De quelque manière qu’on l’envisage, en dépit de premiers retours critiques plutôt froids, Planetarium était le film de toutes les promesses : un sujet potentiellement captivant, une cinéaste talentueuse (si Belle Epine peinait à convaincre, Grand Central atteignait une ampleur tout à fait singulière), un casting trois étoiles, et le recours inédit à une caméra dernier cri (l’Alexa 65).

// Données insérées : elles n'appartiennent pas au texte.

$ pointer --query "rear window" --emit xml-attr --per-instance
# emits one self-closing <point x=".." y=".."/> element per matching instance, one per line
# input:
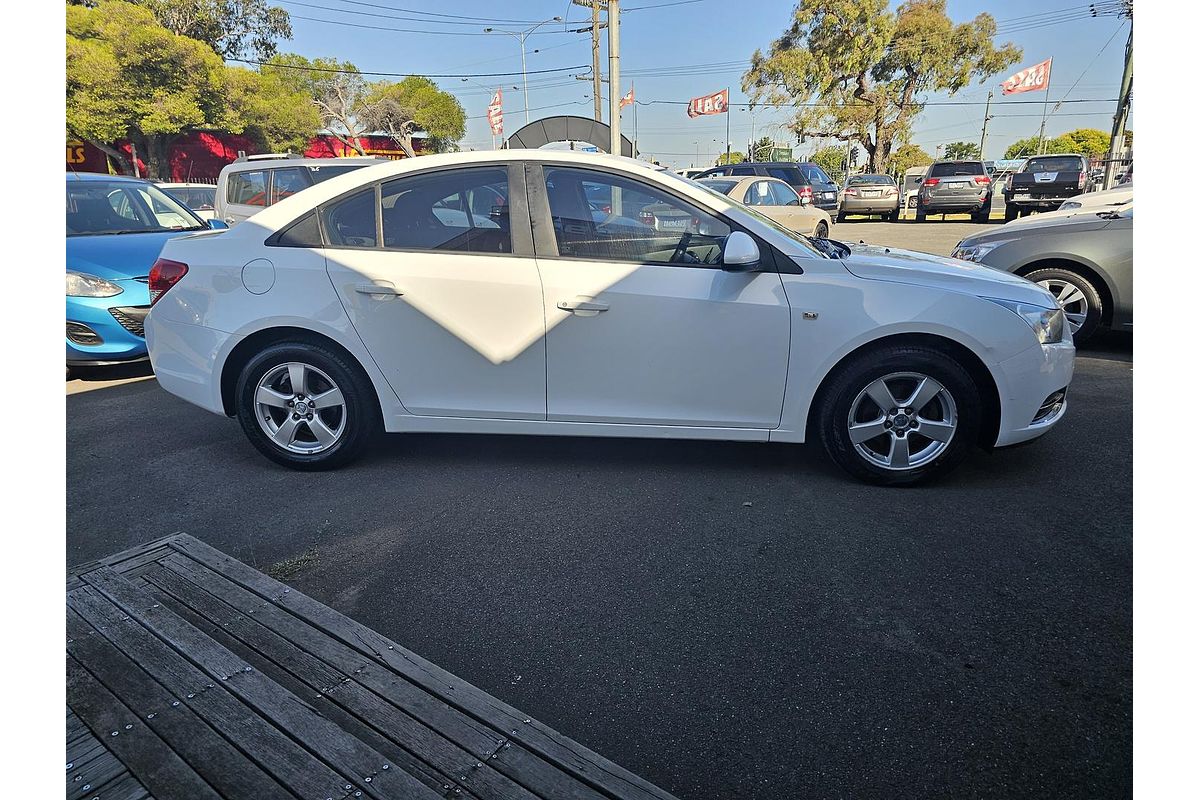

Pourtant, ce parcours de deux sœurs mediums qui, à l’aube de la Seconde Guerre Mondiale, quittent leur Amérique natale pour une tournée européenne, et qu’un producteur de cinéma animé des plus folles ambitions prend rapidement sous son aile, ne décolle jamais.
Si la narration apparaît à ce point vaporeuse, comme diluée, c’est parce qu’elle repose à la fois sur une dispersion thématique – Planetarium n’éclate pas sous un trop-plein qu’il ne parviendrait pas à résorber, mais n’acquiert jamais une unité, une dynamique propre – et une architecture hésitante : l’écriture se résume à une accumulation de scènes à peine esquissées, de petits blocs narratifs balbutiants, où tout s’enchaîne trop vite sans jamais prendre en ampleur, où chaque ellipse ne participe pas tant d’un mystère que de la confusion ambiante. Tout est fluide, mais d’une fluidité mécanique, monotone et désaffectée : les situations se font et se défont, sans que l’on ne s’y sente impliqué. Pour extirper son spectateur de l’ennui, la cinéaste s’en trouve réduite à des visions sans idées (les rares moments oniriques) ou des effets de suspense hors de propos (l'embarrassante scène de gémissements).
On voit bien le travail de résonance avec notre époque – de la crise d’une société, propice à l’exacerbation des tensions raciales (même la déchéance de nationalité est évoquée), à une industrie cinématographique engagée dans une ère de progrès technique (et dont Planetarium lui-même, en tant que premier film intégralement tourné avec l’Alexa 65, se fait l’écho) –, mais rien ne dépasse la statut de la référence appuyée, à l’instar de ces hommages cinéphiles peu inspirés qui parsèment le récit. En contrepoint, Zlotowski tente le pari audacieux du mélodrame, mais ce lyrisme que la musique de Rob ne cesse de clamer ne trouve jamais écho dans la chair de l’image. C’est comme si la cinéaste, mystifiée par les capacités exceptionnelles de sa caméra, en avait oublié de produire de l’incarnation, du liant, de sculpter des espaces et du temps, soit le propre de l’art cinématographique. En l’état, la forme est – c’est triste à dire du travail d’une personnalité au si fort tempérament – sans éclat ni caractère, sans identité en somme. En dépit d’attentes légitimes, l’image reste désespérément lisse, ployant sous une lumière sans texture ni vibration.
Cette idée magnifique de faire se télescoper puissances du faux – l’art cinématographique – et celles de l’invisible – les morts et leur possible présence spectrale – ne produit pas grand-chose, tant Zlotowski semble privilégier les premières aux secondes. Les fantômes ne sont convoqués que dans une dimension purement théorique : Planetarium n’est, à aucun moment, un film habité. Cette impuissance totale à filmer l’impalpable ne serait pas si prégnante si elle ne contredisait pas l’entièreté du projet. Comment une œuvre sur la croyance peut-elle offrir si peu à croire ? Ironiquement, une réponse potentielle est formulée par le film lui-même. Au début du récit, dans ce qui restera peut-être son plus beau moment (et le seul ouvertement nocturne, avec la scène finale), la plus jeune des soeurs s’interroge, en contemplant le ciel étoilé par la vitre d’un train filant à vive allure dans la nuit, sur l’impossibilité de percevoir les étoiles à la lumière du jour. Son aînée lui répond alors, en substance, que la clarté n’est pas toujours la meilleure manière de voir, et que l’obscurité aussi, à sa manière, révèle et dévoile. Rebecca Zlotowski n’applique jamais cette belle maxime : Planetarium néglige trop les puissances de l’ombre pour nous emporter dans son histoire de spectres et d’illusions.